A Beirut family's slow recovery from the trauma

Although convinced she will never forget the terror she felt when massive explosions rocked Beirut, one year on, Faten and her three children are slowly recovering from the trauma.

UNICEF Lebanon
Faten Assaad Hanna and her 3 children
03 August 2021

Faten, a 36-year-old single mother is convinced she will never forget the terror she felt when massive explosions rocked Beirut, shattered her home and left her fearing her three children had died.  But she says that one year on, she and the children are slowly recovering from the trauma.

“The memory of that day can never leave me. I was away from home, away from my children,” says Faten, who at the time worked as a cleaner on the other side of the city. “My first and only thought was that my children must have died."

“I ran home as fast as I could. I felt my feet moving, but it was as if I was going nowhere," she recalls. When she finally reached her home, near the Port of Beirut, she found her children were physically unharmed.

“But my eldest daughter was pale and silent, my son wept and my youngest daughter clung to me for the next three hours."

Faten and her children were among the many families who quickly received psychological care from UNICEF's Lebanon-based child protection partner Himaya.

“They were the first people to call us after the blast. The only people to call and check on my children and to ask if we needed any assistance. Since that day, they have been here for us, making my hope for a return to normal life a little more achievable," she says, smiling.

Faten Assaad Hanna in her living room

Clea Estephan, a social worker with Himaya, remembers her first meeting with the family.

“They were all heavily affected," she says. “Twelve-year-old Marilyn was the most traumatized. Without immediate psychological first aid and continued support, it wouldn’t have been possible for her to have made any progress."
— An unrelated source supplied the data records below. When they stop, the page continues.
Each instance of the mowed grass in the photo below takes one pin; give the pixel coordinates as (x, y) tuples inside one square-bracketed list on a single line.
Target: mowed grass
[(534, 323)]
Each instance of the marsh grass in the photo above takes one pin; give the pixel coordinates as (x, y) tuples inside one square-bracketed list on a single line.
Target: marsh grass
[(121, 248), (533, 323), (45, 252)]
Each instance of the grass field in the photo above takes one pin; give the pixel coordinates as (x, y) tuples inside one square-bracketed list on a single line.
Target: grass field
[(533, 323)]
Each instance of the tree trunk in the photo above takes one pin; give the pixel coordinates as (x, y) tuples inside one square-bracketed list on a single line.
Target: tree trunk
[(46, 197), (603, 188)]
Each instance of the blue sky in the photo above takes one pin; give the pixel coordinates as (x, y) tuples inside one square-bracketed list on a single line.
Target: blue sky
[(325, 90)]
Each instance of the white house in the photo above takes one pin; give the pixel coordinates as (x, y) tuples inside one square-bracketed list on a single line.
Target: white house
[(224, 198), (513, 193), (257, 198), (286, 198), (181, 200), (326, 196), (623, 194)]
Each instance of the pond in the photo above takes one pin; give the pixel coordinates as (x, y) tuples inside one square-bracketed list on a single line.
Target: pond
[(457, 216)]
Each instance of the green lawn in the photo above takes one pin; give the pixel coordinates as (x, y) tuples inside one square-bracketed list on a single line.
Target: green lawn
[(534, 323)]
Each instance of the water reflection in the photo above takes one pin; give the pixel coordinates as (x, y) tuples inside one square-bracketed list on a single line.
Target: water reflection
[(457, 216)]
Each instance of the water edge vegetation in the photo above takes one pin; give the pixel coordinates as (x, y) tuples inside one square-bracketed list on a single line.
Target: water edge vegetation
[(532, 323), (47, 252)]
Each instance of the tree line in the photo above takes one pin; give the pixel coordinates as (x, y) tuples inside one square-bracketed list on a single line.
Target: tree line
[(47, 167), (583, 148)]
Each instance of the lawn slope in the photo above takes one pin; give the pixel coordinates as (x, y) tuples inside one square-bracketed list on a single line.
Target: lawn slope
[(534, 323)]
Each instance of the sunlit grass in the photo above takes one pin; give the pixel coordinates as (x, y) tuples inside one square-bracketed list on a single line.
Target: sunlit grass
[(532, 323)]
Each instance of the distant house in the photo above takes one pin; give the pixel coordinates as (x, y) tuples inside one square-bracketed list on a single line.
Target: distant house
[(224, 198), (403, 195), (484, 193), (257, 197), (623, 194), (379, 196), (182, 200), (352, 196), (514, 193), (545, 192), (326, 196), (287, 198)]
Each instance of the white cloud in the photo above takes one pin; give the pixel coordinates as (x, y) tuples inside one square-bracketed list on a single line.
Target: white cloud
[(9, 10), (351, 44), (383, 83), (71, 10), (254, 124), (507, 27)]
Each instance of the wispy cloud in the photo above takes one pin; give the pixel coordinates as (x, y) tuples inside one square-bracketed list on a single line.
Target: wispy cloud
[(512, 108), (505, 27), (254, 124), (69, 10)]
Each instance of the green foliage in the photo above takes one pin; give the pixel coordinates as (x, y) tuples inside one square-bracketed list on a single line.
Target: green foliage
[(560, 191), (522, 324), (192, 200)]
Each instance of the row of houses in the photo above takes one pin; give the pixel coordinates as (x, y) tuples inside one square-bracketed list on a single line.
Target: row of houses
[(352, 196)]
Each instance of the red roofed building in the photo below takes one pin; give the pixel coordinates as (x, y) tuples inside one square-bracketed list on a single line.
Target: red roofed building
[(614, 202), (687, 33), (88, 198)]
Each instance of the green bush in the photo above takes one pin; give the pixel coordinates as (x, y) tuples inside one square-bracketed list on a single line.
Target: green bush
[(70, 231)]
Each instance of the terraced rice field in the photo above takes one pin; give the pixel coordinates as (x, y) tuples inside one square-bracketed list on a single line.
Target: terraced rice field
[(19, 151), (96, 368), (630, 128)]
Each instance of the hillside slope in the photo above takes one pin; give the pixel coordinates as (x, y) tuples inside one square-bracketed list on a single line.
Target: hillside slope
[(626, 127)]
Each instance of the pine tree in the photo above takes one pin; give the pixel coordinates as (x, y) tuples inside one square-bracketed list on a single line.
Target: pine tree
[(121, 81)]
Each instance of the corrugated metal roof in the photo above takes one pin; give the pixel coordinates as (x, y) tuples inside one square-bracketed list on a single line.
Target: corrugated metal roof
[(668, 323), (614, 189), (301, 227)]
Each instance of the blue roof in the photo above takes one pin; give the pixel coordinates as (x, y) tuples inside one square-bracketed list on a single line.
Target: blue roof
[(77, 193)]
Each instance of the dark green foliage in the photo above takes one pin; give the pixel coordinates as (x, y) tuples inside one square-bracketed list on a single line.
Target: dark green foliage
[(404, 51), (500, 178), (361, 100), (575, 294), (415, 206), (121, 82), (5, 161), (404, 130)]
Yet, Marilyn’s recovery has been significant. Where, a year ago, she sat silently with her younger siblings at her mother's feet, today she’s eager to talk about her journey of the past 12 months.

“Whenever I hear an airplane flying over, I feel the same terror as I felt during the explosions,” Marilyn says. “I still remember people crying on that day, people frightened, the injured laying on the floor. But the support I received has helped me process things, and it’s also helped me support my younger brother and sister."

Alongside psychosocial support, the family received financial assistance, which helped renovate their damaged home.

Marilyne, 12 years old

“We worked with Marilyn for five months”, says Clea. “We also maintained very close contact with Faten. By supporting her directly and indirectly, we helped her succeed in managing her emotions and helped her be supportive towards her children."

“All of my children have shown great strength and have improved in every way. I see this every day. They’re grown from where they were, even from where I was, last summer,” Faten says. 

"The people of Lebanon did not deserve this"

A recent move to a new home has boosted the family’s morale and heralded a fresh start.

“It’s important now to look forward to the future, but we can’t ignore the past – it makes us who we are," says Marilyn. "Moving to our new home has been great. It’s a new beginning. We’ve made new friends. The support I received so soon after the explosions put me on the road to recovery."

Nonetheless, her mother’s anger remains intense. “My children had their childhoods stolen. Their innocence was denied. If it weren’t for the care we’ve received, I’d have been unable to offer them the support they needed. Everyone in the city is still affected by this event. We’re all still in the process of slow recovery, trying to help one another.”

Marilyn’s shakes her head and firmly declares, “The people of Lebanon did not deserve this."